P.S. As someone who has grown up with a mother who grew up with a severely alcholic father, i just want to remind you of this:
1. my mother had severe anxiety and depression all her life, because of the situation she grew up in.
2. She developed gambling problems for a while, because of the situation she grew up in.
3. She had a miserable marriage, and she has miserable friendships, and miserable relationships with her kids.
All because her father was an alcholic, and her mother wouldn't leave him.
Nobody
back then knew how alcoholism affected children, but they do now. If
you think you're sparing them pain by keeping the family together,
that's completely wrong. It will cause them a LIFETIME of pain and
suffering if you don't do the right thing for them now, which is to get
them away from their alcoholic mother.
Hope that helps.
The effects of alcoholism last for generations. Stop the cycle now, while they're young, when you can.
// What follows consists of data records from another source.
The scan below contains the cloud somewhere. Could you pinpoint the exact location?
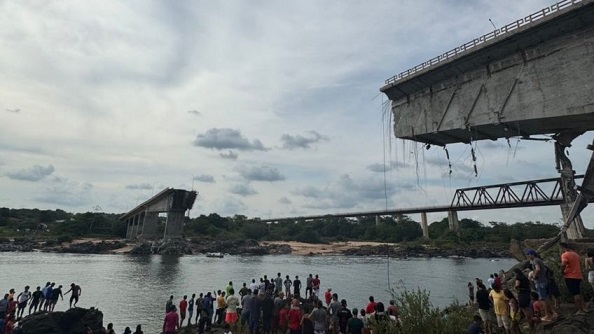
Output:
[281,131,329,150]
[367,161,410,173]
[35,176,93,207]
[239,166,286,182]
[194,174,215,183]
[219,151,239,161]
[229,183,258,196]
[278,196,293,204]
[193,128,268,151]
[212,196,248,217]
[292,174,400,209]
[126,183,153,190]
[6,165,54,182]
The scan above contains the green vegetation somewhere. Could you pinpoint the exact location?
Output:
[0,208,559,247]
[371,289,474,334]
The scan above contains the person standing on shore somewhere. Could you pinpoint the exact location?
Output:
[526,249,555,321]
[305,274,313,297]
[475,282,495,334]
[17,285,31,318]
[584,249,594,300]
[311,274,320,297]
[284,275,293,298]
[179,295,188,328]
[163,305,179,334]
[274,273,283,295]
[324,288,332,307]
[559,242,586,315]
[187,293,196,326]
[293,276,301,296]
[64,283,82,308]
[43,282,56,311]
[225,289,239,332]
[39,282,52,311]
[29,286,43,314]
[51,285,64,312]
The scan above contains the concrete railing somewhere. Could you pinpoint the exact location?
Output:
[386,0,582,85]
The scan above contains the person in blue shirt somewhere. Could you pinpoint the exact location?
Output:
[468,314,485,334]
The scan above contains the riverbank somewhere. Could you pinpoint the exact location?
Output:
[0,238,512,258]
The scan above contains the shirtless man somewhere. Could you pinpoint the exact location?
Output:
[64,283,82,308]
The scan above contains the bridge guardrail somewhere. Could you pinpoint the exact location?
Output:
[385,0,582,85]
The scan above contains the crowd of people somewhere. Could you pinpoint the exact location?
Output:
[163,273,398,334]
[0,282,82,334]
[468,242,594,334]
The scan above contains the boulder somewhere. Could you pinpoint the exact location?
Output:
[20,307,103,334]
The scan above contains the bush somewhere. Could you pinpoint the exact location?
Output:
[56,234,74,244]
[372,289,473,334]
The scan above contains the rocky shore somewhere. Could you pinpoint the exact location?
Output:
[342,245,511,258]
[0,239,512,258]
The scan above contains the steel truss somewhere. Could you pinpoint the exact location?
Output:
[450,175,584,210]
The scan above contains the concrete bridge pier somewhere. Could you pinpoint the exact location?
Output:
[448,210,460,232]
[421,212,429,239]
[142,212,159,237]
[163,211,185,239]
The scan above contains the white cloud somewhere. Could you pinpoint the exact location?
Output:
[0,0,594,227]
[6,165,54,182]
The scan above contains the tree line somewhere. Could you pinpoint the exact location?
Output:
[0,208,559,243]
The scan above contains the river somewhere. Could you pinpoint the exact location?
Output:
[0,253,517,333]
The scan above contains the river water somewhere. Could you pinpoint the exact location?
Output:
[0,253,516,333]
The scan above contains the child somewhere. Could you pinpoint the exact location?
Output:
[530,291,544,324]
[503,289,522,334]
Re: Advice Needed - Serious (Family)My
dad was in almost the same situation with my mom. Raising us she was
the same way. An alcoholic and mentally ill. My dad told me stories
that mimic this one to the tee.
He got full custody of my brother
and i. My mom died in 2010. We were estranged for a while before her
death and it hurt not being able to say goodbye. Since she was sick I
kind of blamed myself for not tracking her down. But who knows how
things would have gone if my dad didn't get us out of there
Sorry to hear about your situation. Sounds like a real shit sandwich.
One thing is for sure - DO NOT GET THE GOVERNMENT INVOLVED!
It will exacerbate the situation into an unbelievable nightmare and they WILL STEAL YOUR KIDS!
Talk to her, get her help, do an intervention.
Alcohol is no joke and she needs help, so help her!
The kids are what is most important.
Good luck.
Yes, DO NOT GET THE PO PO involved. They are not your friend.
Videotaping her passed out, showing it to her parents and then staging an intervention is the way to go.
Go ahead and make arrangements for her to go to a facility.
Do the intervention and do not give her any options.
"You either go to drunk tank junction, or I am leaving with the kids." There is no discussing this.